Publication Date

7-1-2024

Journal

Clinical and Molecular Hepatology

DOI

10.3350/cmh.2024.0109

PMID

38623613

PMCID

PMC11261220

PubMedCentral® Posted Date

4-16-2024

PubMedCentral® Full Text Version

Post-Print

Published Open-Access

yes

Keywords

Humans, Carcinoma, Hepatocellular, Liver Neoplasms, Prevalence, Non-alcoholic Fatty Liver Disease, Fatty Liver, Fatty liver, Hepatocellular carcinoma, Epidemiology, Prevalence, Metabolic syndrome

Abstract

BACKGROUND/AIMS: The global proportion of hepatocellular carcinoma (HCC) attributable to metabolic dysfunction-associated fatty liver disease (MAFLD) is unclear. The MAFLD diagnostic criteria allows objective diagnosis in the presence of steatosis plus defined markers of metabolic dysfunction, irrespective of concurrent liver disease. We aimed to determine the total global prevalence of MAFLD in HCC cohorts (total-MAFLD), including the proportion with MAFLD as their sole liver disease (single-MAFLD), and the proportion of those with concurrent liver disease where MAFLD was a contributary factor (mixed-MAFLD).

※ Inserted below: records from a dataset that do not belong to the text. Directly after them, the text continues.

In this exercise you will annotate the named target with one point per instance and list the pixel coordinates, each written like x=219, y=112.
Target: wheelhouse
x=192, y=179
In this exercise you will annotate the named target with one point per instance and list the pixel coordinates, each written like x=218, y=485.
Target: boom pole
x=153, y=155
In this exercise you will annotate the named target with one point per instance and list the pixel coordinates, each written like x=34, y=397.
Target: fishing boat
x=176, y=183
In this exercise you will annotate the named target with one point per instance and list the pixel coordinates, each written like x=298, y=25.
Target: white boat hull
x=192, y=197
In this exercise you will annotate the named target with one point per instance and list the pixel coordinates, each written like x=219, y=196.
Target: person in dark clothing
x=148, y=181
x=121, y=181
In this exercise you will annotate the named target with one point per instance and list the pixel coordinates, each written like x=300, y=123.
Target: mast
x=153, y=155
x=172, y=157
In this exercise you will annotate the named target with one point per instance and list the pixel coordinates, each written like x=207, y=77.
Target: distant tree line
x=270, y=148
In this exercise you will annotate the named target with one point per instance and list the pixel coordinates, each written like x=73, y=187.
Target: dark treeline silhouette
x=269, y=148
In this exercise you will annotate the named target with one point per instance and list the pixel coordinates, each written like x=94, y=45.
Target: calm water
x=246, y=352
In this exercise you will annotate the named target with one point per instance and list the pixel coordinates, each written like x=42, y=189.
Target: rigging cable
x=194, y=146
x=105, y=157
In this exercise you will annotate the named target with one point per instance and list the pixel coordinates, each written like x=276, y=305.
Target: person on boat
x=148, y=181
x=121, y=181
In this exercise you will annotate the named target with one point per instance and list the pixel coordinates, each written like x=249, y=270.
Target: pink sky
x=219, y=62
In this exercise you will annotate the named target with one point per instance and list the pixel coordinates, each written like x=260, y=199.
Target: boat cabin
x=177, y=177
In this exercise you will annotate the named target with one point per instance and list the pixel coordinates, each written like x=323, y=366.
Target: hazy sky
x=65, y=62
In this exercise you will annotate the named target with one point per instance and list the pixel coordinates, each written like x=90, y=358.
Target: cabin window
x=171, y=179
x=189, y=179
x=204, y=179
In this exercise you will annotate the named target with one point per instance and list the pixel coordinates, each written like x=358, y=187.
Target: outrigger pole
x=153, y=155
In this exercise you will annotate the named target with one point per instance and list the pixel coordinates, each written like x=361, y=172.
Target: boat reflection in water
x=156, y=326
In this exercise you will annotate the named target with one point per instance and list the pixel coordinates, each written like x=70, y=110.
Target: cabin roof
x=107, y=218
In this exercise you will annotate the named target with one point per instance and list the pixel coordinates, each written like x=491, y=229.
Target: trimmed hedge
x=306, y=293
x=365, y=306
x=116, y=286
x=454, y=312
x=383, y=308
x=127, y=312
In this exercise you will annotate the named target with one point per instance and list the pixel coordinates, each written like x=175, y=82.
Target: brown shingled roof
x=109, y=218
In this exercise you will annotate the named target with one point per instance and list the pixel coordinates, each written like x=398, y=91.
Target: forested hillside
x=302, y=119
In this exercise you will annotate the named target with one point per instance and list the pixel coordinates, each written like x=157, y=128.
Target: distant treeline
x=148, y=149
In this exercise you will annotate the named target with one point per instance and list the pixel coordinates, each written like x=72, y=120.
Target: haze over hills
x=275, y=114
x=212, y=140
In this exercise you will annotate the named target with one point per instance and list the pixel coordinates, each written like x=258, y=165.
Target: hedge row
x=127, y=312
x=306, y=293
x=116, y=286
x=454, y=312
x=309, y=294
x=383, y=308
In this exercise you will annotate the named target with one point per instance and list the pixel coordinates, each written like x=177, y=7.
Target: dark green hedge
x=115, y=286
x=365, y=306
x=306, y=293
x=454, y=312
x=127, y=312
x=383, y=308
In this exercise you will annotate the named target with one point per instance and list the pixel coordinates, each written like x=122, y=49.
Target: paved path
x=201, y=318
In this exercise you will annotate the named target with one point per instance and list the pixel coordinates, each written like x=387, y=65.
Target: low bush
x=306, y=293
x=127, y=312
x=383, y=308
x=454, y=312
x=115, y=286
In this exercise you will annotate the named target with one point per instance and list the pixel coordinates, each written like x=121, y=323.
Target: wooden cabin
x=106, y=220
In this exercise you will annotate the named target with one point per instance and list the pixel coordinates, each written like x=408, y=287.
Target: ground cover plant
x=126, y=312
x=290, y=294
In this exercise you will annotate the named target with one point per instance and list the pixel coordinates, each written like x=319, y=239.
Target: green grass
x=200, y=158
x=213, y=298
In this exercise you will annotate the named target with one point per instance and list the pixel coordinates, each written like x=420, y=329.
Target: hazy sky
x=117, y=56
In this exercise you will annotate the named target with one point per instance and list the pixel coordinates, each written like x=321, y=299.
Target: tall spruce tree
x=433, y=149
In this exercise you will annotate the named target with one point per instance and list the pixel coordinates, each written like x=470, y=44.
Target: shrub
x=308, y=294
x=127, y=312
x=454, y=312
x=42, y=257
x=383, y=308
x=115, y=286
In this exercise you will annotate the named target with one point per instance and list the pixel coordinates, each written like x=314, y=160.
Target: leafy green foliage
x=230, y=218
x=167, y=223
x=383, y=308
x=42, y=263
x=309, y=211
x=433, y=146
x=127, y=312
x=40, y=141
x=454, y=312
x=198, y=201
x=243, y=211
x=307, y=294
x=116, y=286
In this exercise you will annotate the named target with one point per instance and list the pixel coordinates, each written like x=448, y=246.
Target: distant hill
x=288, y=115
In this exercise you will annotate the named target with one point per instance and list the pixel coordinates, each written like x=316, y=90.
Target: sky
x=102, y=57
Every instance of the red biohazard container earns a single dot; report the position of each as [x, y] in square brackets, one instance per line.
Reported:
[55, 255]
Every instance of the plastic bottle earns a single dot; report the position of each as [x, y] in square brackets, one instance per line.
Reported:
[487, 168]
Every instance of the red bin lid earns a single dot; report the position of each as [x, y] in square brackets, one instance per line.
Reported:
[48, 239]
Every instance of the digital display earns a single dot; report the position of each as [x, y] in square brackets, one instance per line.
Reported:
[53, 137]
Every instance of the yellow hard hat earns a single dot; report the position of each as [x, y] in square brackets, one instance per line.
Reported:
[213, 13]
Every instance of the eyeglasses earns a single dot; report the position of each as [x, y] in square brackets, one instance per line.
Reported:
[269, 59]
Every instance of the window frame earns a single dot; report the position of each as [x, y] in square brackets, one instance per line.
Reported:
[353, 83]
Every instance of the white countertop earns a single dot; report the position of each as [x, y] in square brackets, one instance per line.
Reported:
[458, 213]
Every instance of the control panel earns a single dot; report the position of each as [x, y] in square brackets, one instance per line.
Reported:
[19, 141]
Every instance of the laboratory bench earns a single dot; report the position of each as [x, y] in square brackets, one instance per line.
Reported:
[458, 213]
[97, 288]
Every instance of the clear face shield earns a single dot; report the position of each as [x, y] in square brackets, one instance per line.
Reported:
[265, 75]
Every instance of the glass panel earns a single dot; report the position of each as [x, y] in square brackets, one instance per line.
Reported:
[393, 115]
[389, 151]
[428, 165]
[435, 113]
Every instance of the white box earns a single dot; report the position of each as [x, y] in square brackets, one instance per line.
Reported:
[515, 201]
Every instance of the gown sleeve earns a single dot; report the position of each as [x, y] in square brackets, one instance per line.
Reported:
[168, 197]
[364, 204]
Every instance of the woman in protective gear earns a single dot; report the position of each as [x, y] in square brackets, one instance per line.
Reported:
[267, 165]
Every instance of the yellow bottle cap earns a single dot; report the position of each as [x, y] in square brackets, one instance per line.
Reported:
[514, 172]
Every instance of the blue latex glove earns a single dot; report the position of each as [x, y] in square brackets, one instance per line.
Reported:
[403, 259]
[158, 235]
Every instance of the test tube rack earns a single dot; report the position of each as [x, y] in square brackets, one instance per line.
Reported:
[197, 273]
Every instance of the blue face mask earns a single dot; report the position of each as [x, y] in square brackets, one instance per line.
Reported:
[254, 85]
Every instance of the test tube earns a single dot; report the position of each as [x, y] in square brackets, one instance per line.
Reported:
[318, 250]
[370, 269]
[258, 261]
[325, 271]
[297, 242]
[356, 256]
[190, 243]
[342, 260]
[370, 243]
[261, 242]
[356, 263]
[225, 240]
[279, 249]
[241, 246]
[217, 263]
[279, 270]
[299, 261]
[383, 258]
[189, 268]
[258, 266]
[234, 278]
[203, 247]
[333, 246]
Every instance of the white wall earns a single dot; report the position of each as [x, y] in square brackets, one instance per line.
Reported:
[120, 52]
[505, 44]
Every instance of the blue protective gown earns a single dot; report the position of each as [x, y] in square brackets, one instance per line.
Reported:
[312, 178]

METHODS: This systematic review and meta-analysis included studies systematically ascertaining MAFLD in HCC cohorts, defined using international expert panel criteria including ethnicity-specific BMI cut-offs. A comparison of clinical and tumour characteristics was performed between single-MAFLD, mixed-MAFLD, and non-MAFLD HCC.

RESULTS: 22 studies (56,565 individuals with HCC) were included. Total and single-MAFLD HCC prevalence was 48.7% (95% confidence interval [CI] 34.5-63.0%) and 12.4% (95% CI 8.3-17.3%), respectively. In HCC due to chronic hepatitis B, C, and alcohol-related liver disease, mixed-MAFLD prevalence was 40.0% (95% CI 30.2-50.3%), 54.1% (95% CI 40.4-67.6%) and 64.3% (95% CI 52.7-75.0%), respectively. Mixed-MAFLD HCC had significantly higher likelihood of cirrhosis and lower likelihood of metastatic spread compared to single-MAFLD HCC, and a higher platelet count and lower likelihood of macrovascular invasion compared to non-MAFLD HCC.

CONCLUSION: MAFLD is common as a sole aetiology, but more so as a co-factor in mixed-aetiology HCC, supporting the use of positive diagnostic criteria.